Depending on whether “people stick with the pedal to the metal” with social distancing, Beilenson estimates the stay-at-home order will last until mid-June, when it will be replaced with a modified order. He said that until a vaccine is made — which will probably be in 12-14 months — the world will return to normal slowly, periodically shutting down. 

“We’ll step our way forward until we get a vaccine, which will make a huge difference,” Beilenson said.

However, Leavy cautioned against predictions. 

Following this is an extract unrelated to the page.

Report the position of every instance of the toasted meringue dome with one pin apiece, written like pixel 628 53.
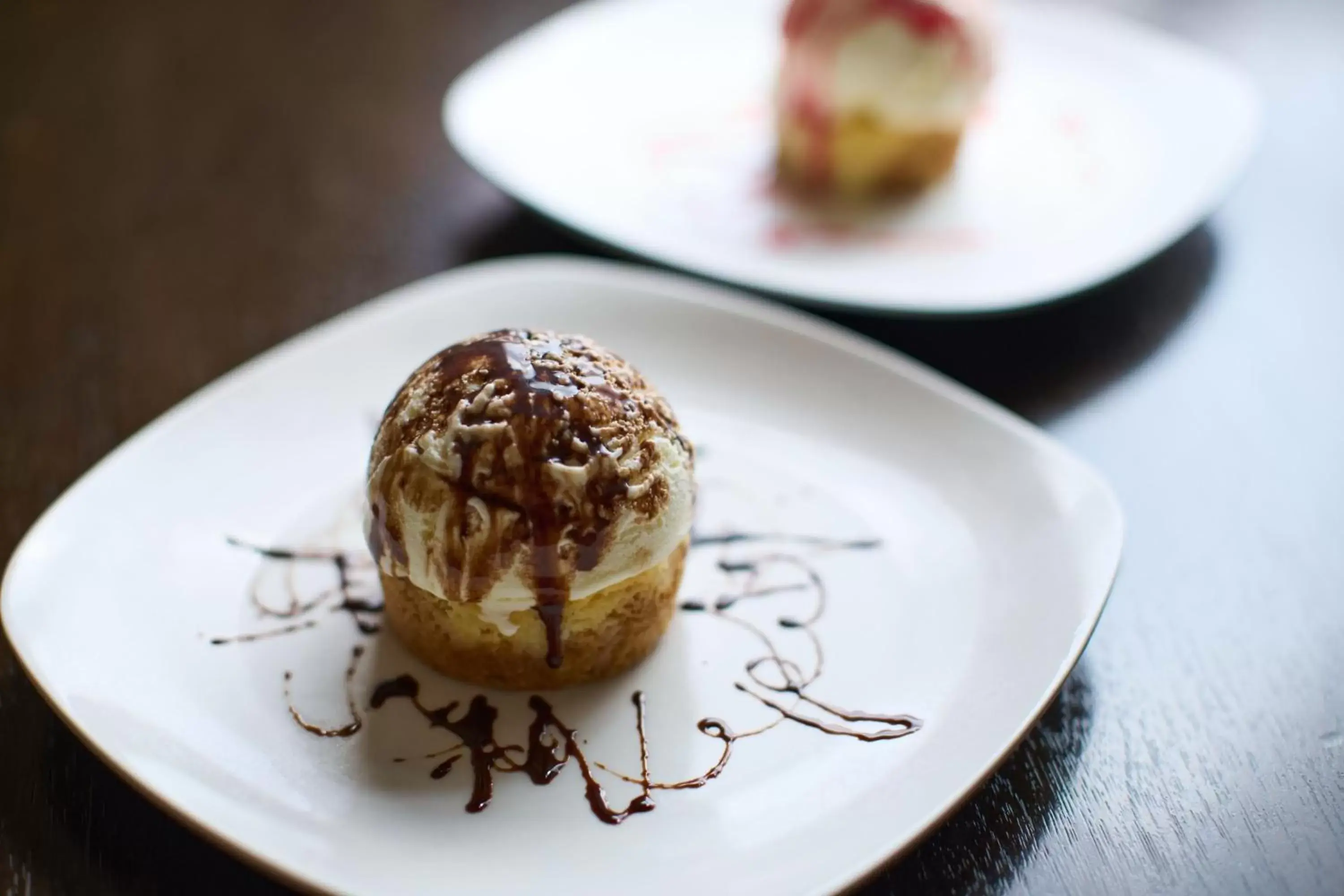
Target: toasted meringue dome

“I think Yogi Berra said it best: ‘It’s tough to make predictions, especially about the future,’” he said. “There’s really just too much about this virus that we just don’t know. It might settle down into being just a regular coronavirus like the three or four others that circulate every year. They don’t cause much trouble; they cause a cold.”

Leavy added that the infection curve is likely to decrease more slowly than it increased, meaning that it will take more time for life to return to normal.

“This is going to be a marathon, not a sprint,” he said.

But until normality resumes, Sommerhaug said she urges the public to continue quarantining and washing hands regularly. 

“Thank you to the community for all their support. From us in health care, we’re so happy about the … ” Sommerhaug paused to wipe a tear. “We’re here because we love people and love to heal people, but of course we’re scared too. But just the outpouring of support has been absolutely amazing.”

On the street outside her hospital, people wrote messages and drawings of gratitude in chalk. Sommerhaug said she received a list of businesses, such as Starbucks and Crocs, that are offering front-line health care workers free products. 

“There’s this huge list of people supporting us, and it makes a huge difference for us,” she said. “It’s wonderful.” 

This chalk message was written outside the UC Davis Hospital (2315 Stockton Blvd.) to support health care workers, according to Kimberly Sommerhaug, a nurse manager and the mother of junior Elise Sommerhaug and Eivind Sommerhaug, ’19. (Photo courtesy of Sommerhaug)

Tsai also stressed the importance of socializing distantly, especially reaching out to grandparents.

“Let them know you care,” Tsai said. “Check in with your friends (and) neighbors. We all can make a difference. 

“My plea for students is to use this time wisely. Read. Be curious. Love science. 

“Our future relies on you.”

Tsai noted the outpouring of support from the community, with patients making masks for health care workers and restaurants delivering food to hospitals and clinics.

“COVID-19 has brought out the humanity within us,” she said. “I have patients emailing me and calling me to let me know they care. 

“I have encountered many heroic acts in the past several weeks — way more (than) in my entire life. We have a clinician who was going to resign to spend time with her family but decided to withdraw her request to fight this virus.

“Human vs. virus — I think human will win this war in the end.”